Beckman Ranch

Publisher Note: Due to an editorial oversight, the Beckman Ranch story is being rerun in its entirety.

Not all our early ranchers were homesteaders. Born in Minnesota, Albert Beckman came to Roundup to work as a carpenter, found all the homestead land claimed, and bought a section from the Northern Pacific Railroad for $9.00 per acre. In 1917, when he was 30, he married Cora Strike, 18, who lived around Devil's Lake. For a couple of years, they camped in a tent, until Albert hauled lumber 100 miles by horse and wagon and built a house. The complex of buildings is found about six miles out N. Gage, thence to the east.

Because of the nasty condition of that road, schooling was always an interesting proposition for families on that property, but a future article in this series will concentrate on education, so particulars on school strategies here and elsewhere in the state will be deferred until that time.

As with other ranching families of the era, economy sometimes dictated that the wife managed the home and family, while her husband worked away for periods of time. In the case of the Beckmans, the Depression found Cora's operating the ranch and Albert's employed by the government demolishing homes lost to bankruptcy. At certain times he turned this occupation to additional profit and, instead of razing the structures, dragged parts of them home, where he cobbled them to his own buildings, thus expanding his own headquarters.

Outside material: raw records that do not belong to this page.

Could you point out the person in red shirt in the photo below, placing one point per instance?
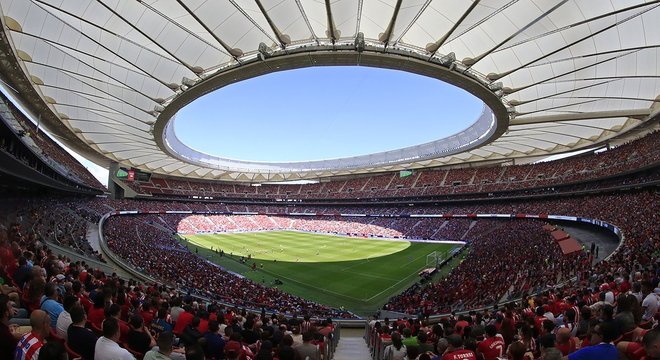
(185, 318)
(455, 349)
(96, 313)
(461, 324)
(565, 343)
(493, 346)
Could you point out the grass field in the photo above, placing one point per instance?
(358, 274)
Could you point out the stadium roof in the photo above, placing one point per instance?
(107, 76)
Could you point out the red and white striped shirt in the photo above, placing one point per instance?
(28, 347)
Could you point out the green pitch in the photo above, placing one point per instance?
(358, 274)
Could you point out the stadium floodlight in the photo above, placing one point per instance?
(495, 86)
(448, 59)
(265, 51)
(188, 82)
(359, 42)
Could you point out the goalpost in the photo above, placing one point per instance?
(434, 259)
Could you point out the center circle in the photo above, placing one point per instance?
(325, 112)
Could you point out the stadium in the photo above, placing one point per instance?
(533, 230)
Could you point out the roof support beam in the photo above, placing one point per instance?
(332, 32)
(633, 113)
(494, 76)
(433, 48)
(283, 39)
(387, 34)
(41, 5)
(309, 25)
(471, 61)
(235, 53)
(158, 44)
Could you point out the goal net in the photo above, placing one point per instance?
(433, 259)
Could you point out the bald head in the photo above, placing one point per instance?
(563, 335)
(40, 322)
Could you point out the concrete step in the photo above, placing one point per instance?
(352, 348)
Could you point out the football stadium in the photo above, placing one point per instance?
(487, 184)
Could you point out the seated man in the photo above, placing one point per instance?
(30, 344)
(79, 338)
(602, 337)
(107, 347)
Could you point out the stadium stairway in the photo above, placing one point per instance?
(352, 348)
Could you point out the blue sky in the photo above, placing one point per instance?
(319, 113)
(324, 112)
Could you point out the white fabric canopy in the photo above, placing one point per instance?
(104, 66)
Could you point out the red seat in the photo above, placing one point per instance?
(136, 354)
(97, 330)
(72, 354)
(54, 337)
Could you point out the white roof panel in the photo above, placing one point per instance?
(108, 68)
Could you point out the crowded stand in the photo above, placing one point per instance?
(153, 250)
(505, 260)
(53, 306)
(613, 301)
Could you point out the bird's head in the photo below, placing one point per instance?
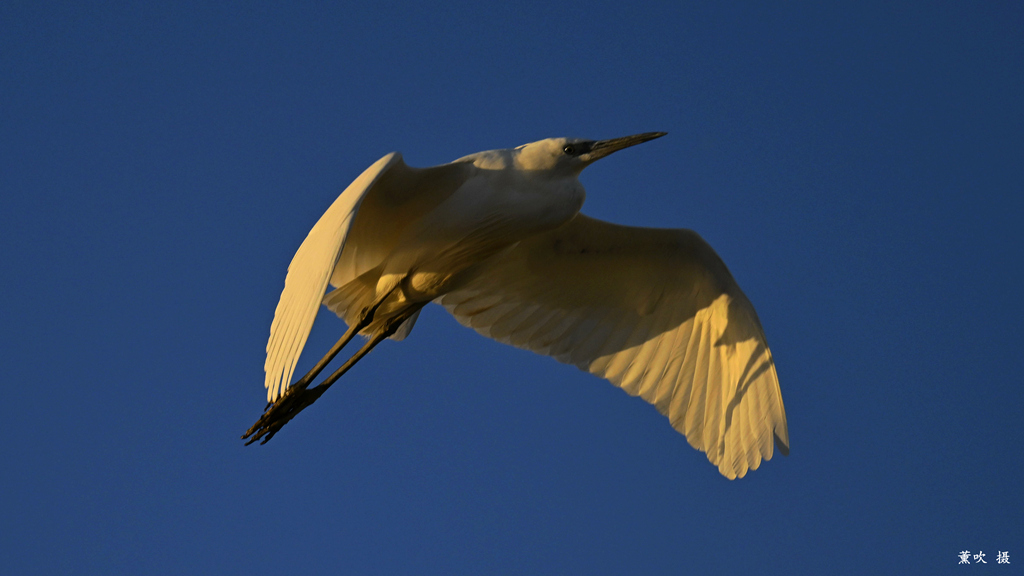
(570, 156)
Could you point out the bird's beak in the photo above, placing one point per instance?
(600, 149)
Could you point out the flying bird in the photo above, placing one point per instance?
(498, 239)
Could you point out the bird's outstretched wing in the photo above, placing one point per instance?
(307, 278)
(656, 313)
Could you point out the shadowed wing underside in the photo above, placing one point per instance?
(656, 313)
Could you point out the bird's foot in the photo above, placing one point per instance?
(279, 413)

It was only in 1950, when a power line was strung to the Big Wall oil field, that the family had electricity, and if that signaled prosperity, then it was short-lived, for the 60s saw the end of their hard-won, ranch life. In April of one year, poor Cora died of breast cancer, after which loss Albert was able to stick it out only until late August. He suffered blood clots in his legs and one day could not walk back to the house; he managed to crawl to a shed, where he lay all night. Found in the morning, he was rushed to a hospital, but the doctors were helpless to save his legs, and the amputations were not only of limbs, but also of the ranch life he cherished.

After Albert passed away, two brothers bought the house and original section of land. First Vince, later Frank, Goffena lived there with his family, and even as late as the 1980s, life in the place – not remote in distance, but at times a regular moon flight in transportation - was arduous. A woman that grew up there said the only warm spots in winter were around the living room fireplace and beside the kitchen stove.

The bedroom was a part of the house Mr. Beckman had cannibalized from other ruins. There was no proper basement below it, and, in summer, rattlers nested and buzzed playfully under the floor boards. The kitchen water was solid in winter, and electricity and phone were at best dubious. Today, empty of people, only the buildings are prey to the harsh elements and home to rats, mice, snakes, and memories, but there it was that Albert and Cora raised a boy and two girls, the ashes of the last of whom, Lois Beckman Dietz, were lately scattered on adjoining ground.